Scale-aware Automatic Augmentation for Object Detection (CVPR 2021)

Overview

SA-AutoAug

Scale-aware Automatic Augmentation for Object Detection

Yukang Chen, Yanwei Li, Tao Kong, Lu Qi, Ruihang Chu, Lei Li, Jiaya Jia

[Paper] [BibTeX]


This project provides the implementation for the CVPR 2021 paper "Scale-aware Automatic Augmentation for Object Detection". Scale-aware AutoAug provides a new search space and search metric to find effective data agumentation policies for object detection. It is implemented on maskrcnn-benchmark and FCOS. Both search and training codes have been released. To facilitate more use, we re-implement the training code based on Detectron2.

Installation

For maskrcnn-benchmark code, please follow INSTALL.md for instruction.

For FCOS code, please follow INSTALL.md for instruction.

For Detectron2 code, please follow INSTALL.md for instruction.

Search

(You can skip this step and directly train on our searched policies.)

To search with 8 GPUs, run:

cd /path/to/SA-AutoAug/maskrcnn-benchmark
export NGPUS=8
python3 -m torch.distributed.launch --nproc_per_node=$NGPUS tools/search.py --config-file configs/SA_AutoAug/retinanet_R-50-FPN_search.yaml OURPUT_DIR /path/to/searchlog_dir

Since we finetune on an existing baseline model during search, a baseline model is needed. You can download this model for search, or you can use other Retinanet baseline model trained by yourself.

Training

To train the searched policies on maskrcnn-benchmark (FCOS)

cd /path/to/SA-AutoAug/maskrcnn-benchmark
export NGPUS=8
python3 -m torch.distributed.launch --nproc_per_node=$NGPUS tools/train_net.py --config-file configs/SA_AutoAug/CONFIG_FILE  OUTPUT_DIR /path/to/traininglog_dir

For example, to train the retinanet ResNet-50 model with our searched data augmentation policies in 6x schedule:

cd /path/to/SA-AutoAug/maskrcnn-benchmark
export NGPUS=8
python3 -m torch.distributed.launch --nproc_per_node=$NGPUS tools/train_net.py --config-file configs/SA_AutoAug/retinanet_R-50-FPN_6x.yaml  OUTPUT_DIR models/retinanet_R-50-FPN_6x_SAAutoAug

To train the searched policies on detectron2

cd /path/to/SA-AutoAug/detectron2
python3 ./tools/train_net.py --num-gpus 8 --config-file ./configs/COCO-Detection/SA_AutoAug/CONFIG_FILE OUTPUT_DIR /path/to/traininglog_dir

For example, to train the retinanet ResNet-50 model with our searched data augmentation policies in 6x schedule:

cd /path/to/SA-AutoAug/detectron2
python3 ./tools/train_net.py --num-gpus 8 --config-file ./configs/COCO-Detection/SA_AutoAug/retinanet_R_50_FPN_6x.yaml OUTPUT_DIR output_retinanet_R_50_FPN_6x_SAAutoAug

Results

We provide the results on COCO val2017 set with pretrained models.

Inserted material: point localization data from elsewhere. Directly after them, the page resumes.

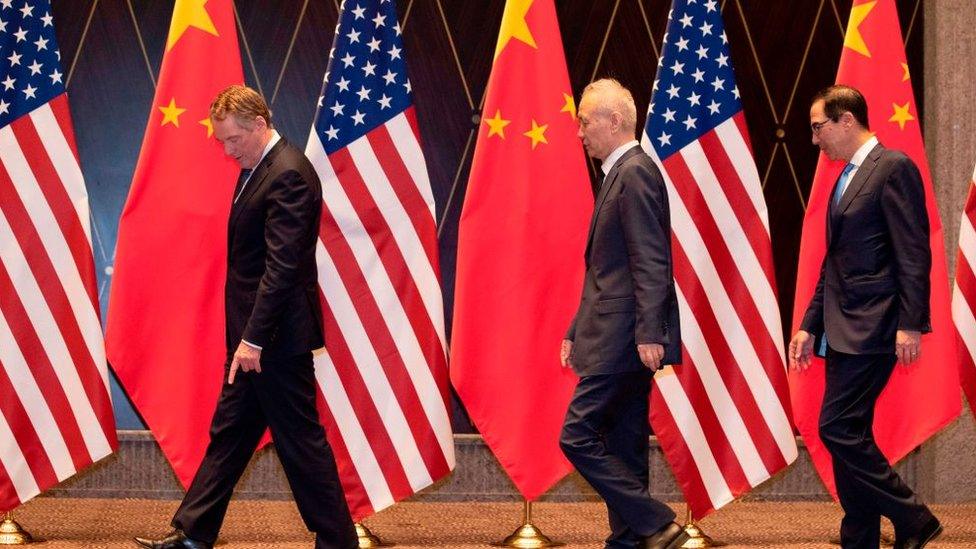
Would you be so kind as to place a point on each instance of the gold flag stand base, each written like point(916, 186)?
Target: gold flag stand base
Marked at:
point(527, 536)
point(11, 533)
point(367, 539)
point(697, 539)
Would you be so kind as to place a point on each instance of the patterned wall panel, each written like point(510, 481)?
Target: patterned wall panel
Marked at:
point(782, 52)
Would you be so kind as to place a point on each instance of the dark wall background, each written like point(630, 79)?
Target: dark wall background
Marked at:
point(782, 53)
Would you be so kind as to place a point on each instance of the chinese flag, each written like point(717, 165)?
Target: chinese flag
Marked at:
point(923, 398)
point(521, 240)
point(165, 333)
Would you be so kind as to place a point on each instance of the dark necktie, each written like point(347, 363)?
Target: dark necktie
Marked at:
point(241, 179)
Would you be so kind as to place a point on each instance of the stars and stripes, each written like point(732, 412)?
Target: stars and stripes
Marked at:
point(722, 416)
point(55, 410)
point(964, 297)
point(383, 376)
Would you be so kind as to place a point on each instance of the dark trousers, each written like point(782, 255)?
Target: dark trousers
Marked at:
point(605, 436)
point(867, 486)
point(282, 398)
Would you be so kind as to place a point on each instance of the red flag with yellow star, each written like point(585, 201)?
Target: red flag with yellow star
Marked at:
point(165, 329)
point(923, 398)
point(521, 239)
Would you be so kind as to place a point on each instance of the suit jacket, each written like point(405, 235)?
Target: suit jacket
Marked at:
point(271, 294)
point(875, 275)
point(628, 289)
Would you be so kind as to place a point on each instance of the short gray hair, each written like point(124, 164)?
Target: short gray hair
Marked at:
point(615, 98)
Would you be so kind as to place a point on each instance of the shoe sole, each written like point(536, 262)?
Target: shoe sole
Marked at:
point(935, 534)
point(677, 542)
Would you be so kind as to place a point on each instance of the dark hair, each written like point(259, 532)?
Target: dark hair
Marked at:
point(839, 99)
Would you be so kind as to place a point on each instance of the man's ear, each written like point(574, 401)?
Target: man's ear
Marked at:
point(616, 120)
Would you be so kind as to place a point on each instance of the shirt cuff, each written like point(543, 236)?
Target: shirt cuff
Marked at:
point(251, 345)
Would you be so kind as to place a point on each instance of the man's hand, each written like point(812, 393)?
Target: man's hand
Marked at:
point(247, 359)
point(651, 355)
point(801, 350)
point(566, 351)
point(908, 346)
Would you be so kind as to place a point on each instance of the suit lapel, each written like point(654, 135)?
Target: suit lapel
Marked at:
point(260, 173)
point(861, 177)
point(601, 196)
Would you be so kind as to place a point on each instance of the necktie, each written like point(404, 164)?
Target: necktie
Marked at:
point(842, 182)
point(241, 180)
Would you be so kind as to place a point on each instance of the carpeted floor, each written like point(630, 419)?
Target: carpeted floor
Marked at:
point(110, 523)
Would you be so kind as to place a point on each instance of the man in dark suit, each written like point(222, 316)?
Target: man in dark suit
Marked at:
point(869, 310)
point(626, 327)
point(273, 323)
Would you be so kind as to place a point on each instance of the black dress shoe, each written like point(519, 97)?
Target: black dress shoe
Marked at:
point(175, 540)
point(929, 532)
point(672, 536)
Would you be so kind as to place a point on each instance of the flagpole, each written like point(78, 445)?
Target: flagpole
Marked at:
point(527, 536)
point(697, 538)
point(11, 533)
point(367, 539)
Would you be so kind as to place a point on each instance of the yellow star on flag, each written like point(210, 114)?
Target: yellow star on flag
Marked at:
point(901, 115)
point(853, 38)
point(206, 122)
point(514, 25)
point(570, 106)
point(186, 14)
point(537, 134)
point(171, 113)
point(496, 125)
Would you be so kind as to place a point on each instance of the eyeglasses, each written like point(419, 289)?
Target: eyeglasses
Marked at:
point(815, 127)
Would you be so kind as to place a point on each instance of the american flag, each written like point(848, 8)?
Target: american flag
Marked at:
point(384, 372)
point(55, 411)
point(722, 416)
point(964, 297)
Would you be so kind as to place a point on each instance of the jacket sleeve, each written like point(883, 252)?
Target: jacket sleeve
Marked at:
point(293, 209)
point(644, 219)
point(813, 318)
point(903, 206)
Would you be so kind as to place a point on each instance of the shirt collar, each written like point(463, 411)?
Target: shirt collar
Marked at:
point(275, 138)
point(615, 155)
point(862, 153)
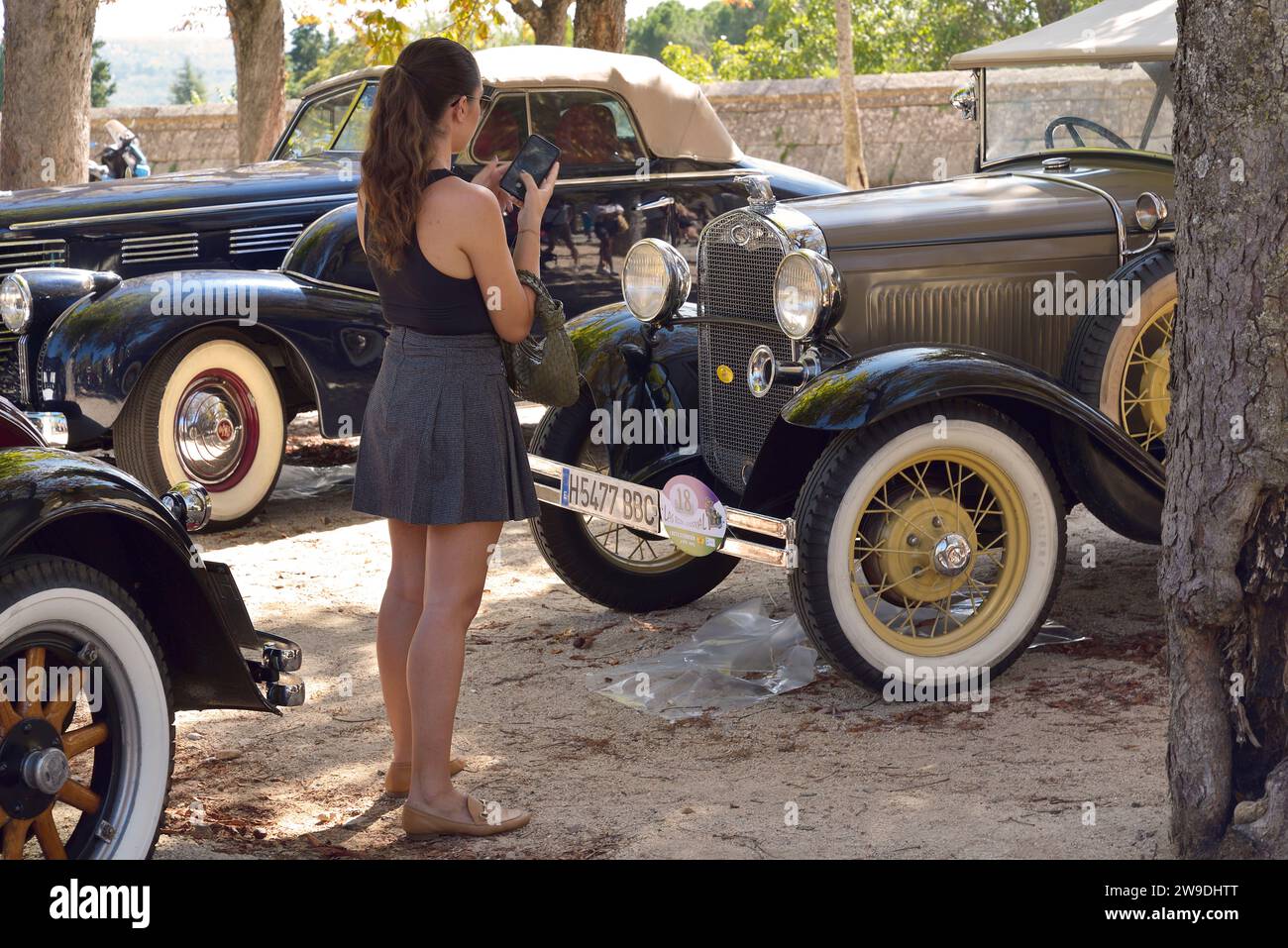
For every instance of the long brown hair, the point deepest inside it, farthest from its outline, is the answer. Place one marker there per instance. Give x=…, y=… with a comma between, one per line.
x=406, y=121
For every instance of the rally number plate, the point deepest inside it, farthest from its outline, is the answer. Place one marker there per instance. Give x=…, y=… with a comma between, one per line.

Based on maskrcnn-benchmark

Method Backbone APbbox Download
Faster R-CNN ResNet-50 41.8 Model
Faster R-CNN ResNet-101 44.2 Model
RetinaNet ResNet-50 41.4 Model
RetinaNet ResNet-101 42.8 Model
Mask R-CNN ResNet-50 42.8 Model
Mask R-CNN ResNet-101 45.3 Model

Based on FCOS

Method Backbone APbbox Download
FCOS ResNet-50 42.6 Model
FCOS ResNet-101 44.0 Model
ATSS ResNext-101-32x8d-dcnv2 48.5 Model
ATSS ResNext-101-32x8d-dcnv2 (1200 size) 49.6 Model

Based on Detectron2

Method Backbone APbbox Download
Faster R-CNN ResNet-50 41.9 Model - Metrics
Faster R-CNN ResNet-101 44.2 Model - Metrics
RetinaNet ResNet-50 40.8 Model - Metrics
RetinaNet ResNet-101 43.1 Model - Metrics
Mask R-CNN ResNet-50 42.9 Model - Metrics
Mask R-CNN ResNet-101 45.6 Model - Metrics

Citing SA-AutoAug

Consider cite SA-Autoaug in your publications if it helps your research.

@inproceedings{saautoaug,
  title={Scale-aware Automatic Augmentation for Object Detection},
  author={Yukang Chen, Yanwei Li, Tao Kong, Lu Qi, Ruihang Chu, Lei Li, Jiaya Jia},
  booktitle={IEEE Conference on Computer Vision and Pattern Recognition (CVPR)},
  year={2021}
}

Acknowledgments

This training code of this project is built on maskrcnn-benchmark, Detectron2, FCOS, and ATSS. The search code of this project is modified from DetNAS. Some augmentation code and settings follow AutoAug-Det. We thanks a lot for the authors of these projects.

Note that:

(1) We also provides script files for search and training in maskrcnn-benchmark, FCOS, and, detectron2.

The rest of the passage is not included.